Tallinn University, University of Tartu and Tallinn University of Technology bring together over 50 teaching staff and scientists who study various topics related to the Asian society, economy, culture and politics. Work is carried out at three levels: the core level represents international scientific research and education, while expertise offered to the State, the society and the business community is important as well.
As science centres universities bring together scientists who have long-term and continuous research experience in various topics and regions, and who are actively involved in international research projects, working together with scientist from Asia and elsewhere. Many of them have stayed in the countries they study for extended periods of time. Their profound knowledge and contacts can be applied in a targeted way to promote the interests of the State as well as the private sector.
As educational centres universities provide comprehensive Asia related degree studies at Bachelor, Master’s and PhD level; moreover, students of other specialities are offered opportunities to learn about Asia through specific optional subjects or modules. Furthermore, the universities provide possibilities for learning languages and participating in exchange programmes in partner universities in Asia.

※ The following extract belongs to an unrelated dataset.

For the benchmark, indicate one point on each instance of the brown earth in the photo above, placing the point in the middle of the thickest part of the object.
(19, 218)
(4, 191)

Through the Open University all interested parties can take the courses offered by the universities for a fee. Furthermore, universities provide Asia related instruction in language studies, various aspects of Asian business culture, politics and other interested topics, and organise from time to time public lectures, seminars and conferences on Asia, involving scientists and practitioners from both Estonia and abroad.
Scientific Research and Projects
Many Estonian scientists are familiar with Asia related topics through their research or implementation projects (which are often carried out in cooperation with Asian scientist), through their profound language skills, various forms of collaboration, personal and institutional contacts, individual studies and regular stays at the location where they perform field work and carry out interviews.
While reports and analyses dealing with Asia are offered by many global think-tanks and international organisations, Estonian own scientists can – based on their research – interpret information, developments and processes such as to fit it into the context understandable for the public or private sector of Estonia, or highlight nuances, which are of particular interest for Estonia.